The Symphonic Band concert this weekend might have a bit of a different flavor than a regular concert-attender would expect.
The set, which is to be performed under the direction of Dr. Timothy McGarvey, is a diverse array of pieces and sounds.
Ask almost anyone in the band what their favorite piece is, and they’ll immediately shoot back “Angels in the Architecture” by Frank Ticheli. And it’s no wonder why—this piece strays from the typical symphonic instrumentation.
The song takes advantage of uncommon percussion pieces, using wet crystal wine glasses, humming and whirlies (long plastic tubes that are spun rapidly about in the air) to create an ambience that speaks to the theme of light versus dark in the world.
The piece opens with an “angel,” junior sopranist Rianna De Winkle, singing from the balcony of Christ Chapel before the band’s passage of darkness begins to slowly take over.
“It’s a different experience than you’re used to from a band concert,” said junior Jessica Kleveland. “You can’t just sit back, because there’s so much confusion and beauty, and you’re waiting for it to all come together.”
Another highlight of the show will be composer Gardell Simons’ “Atlantic Zephyrs.” The piece is written in a lively early 20th century pop style and features senior Courtney Davis on the trombone.
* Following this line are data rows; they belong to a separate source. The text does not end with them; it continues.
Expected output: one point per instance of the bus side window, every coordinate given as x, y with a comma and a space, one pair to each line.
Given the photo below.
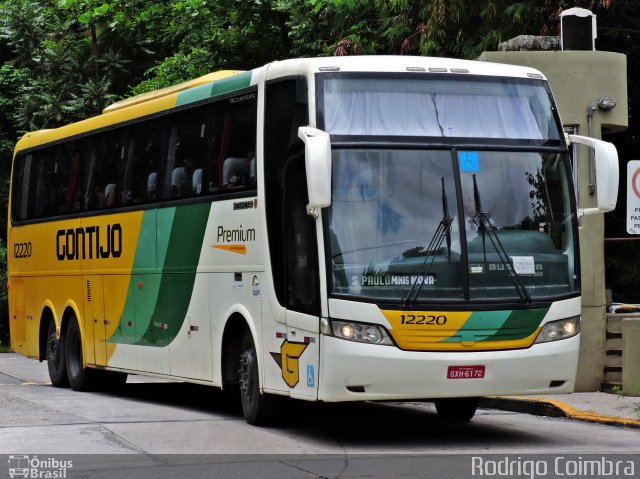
141, 162
233, 144
184, 153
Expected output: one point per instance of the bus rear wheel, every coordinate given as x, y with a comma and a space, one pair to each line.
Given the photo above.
56, 362
256, 407
456, 409
80, 377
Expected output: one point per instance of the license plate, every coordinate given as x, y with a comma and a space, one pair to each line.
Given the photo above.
465, 372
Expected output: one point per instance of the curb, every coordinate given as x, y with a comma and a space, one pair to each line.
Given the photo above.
553, 408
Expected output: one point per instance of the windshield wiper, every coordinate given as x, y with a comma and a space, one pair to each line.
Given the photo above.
485, 226
442, 232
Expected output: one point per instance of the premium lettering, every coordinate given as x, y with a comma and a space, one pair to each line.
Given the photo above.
91, 242
235, 235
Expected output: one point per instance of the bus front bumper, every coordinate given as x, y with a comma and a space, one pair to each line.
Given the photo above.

Davis was selected for the solo piece after winning the Ritsema Scholarship Competition last spring.
“I’m so excited to be able to use the musical gifts God has given me and get to work with the whole band,” Davis said of her upcoming featured solo.
The concert shifts gears once again as the band performs John Mackey’s “Strange Humors.” The piece takes influences from African drumming and Middle Eastern melodic flavors, unifying them through the sound of the djembe drum.
“My favorite part of the Mackey piece is getting to bow the vibes. It creates a really odd and distinct mood,” said sophomore percussion player Ashley Van Wyhe.
The band will also perform a few pieces that might be more familiar to listeners. The band’s arrangement of “Wayfaring Stranger” by Steve Rouse features the familiar folk song. The band will also perform Percy Grainger’s “Children’s March,” a piece that many will recognize.
“Grainger wrote because his goal was to bring all the world’s music to all the world,” said junior clarinet player Meghan Schuster.
Other pieces to be performed include Francois-Joseph Gossec’s “Military Symphony in F” and Norman Dello Joio’s “Satiric Dances.”
“We’re playing my favorite and the most exciting songs all year,” said junior saxophone player Steve Ehlers. “Coming to band concerts is a great way to support a group that comes together from all across campus to work hard and create.”
Sophomore Aaron Nash is in agreement with Ehlers.
“I don’t think most of campus even knows about us or, not to be prideful or anything, how good we are,” Nash said.
Dr. McGarvey spoke to the importance of attending live music events.
“As humans, we’re the only thing on earth that God has given the power to intentionally create,” McGarvey said. “We should come together to celebrate these gifts. Because we are to live in God’s image, we should strive to be creators and appreciators of that creativity, just as God stepped back at the end of the day and said ‘It was good.’”
The Symphonic Band concert will take place at 7:30 p.m. on Friday, Feb. 17 in Christ Chapel.
The admission is free, and band members strongly encourage all of the campus to come and support their hard work.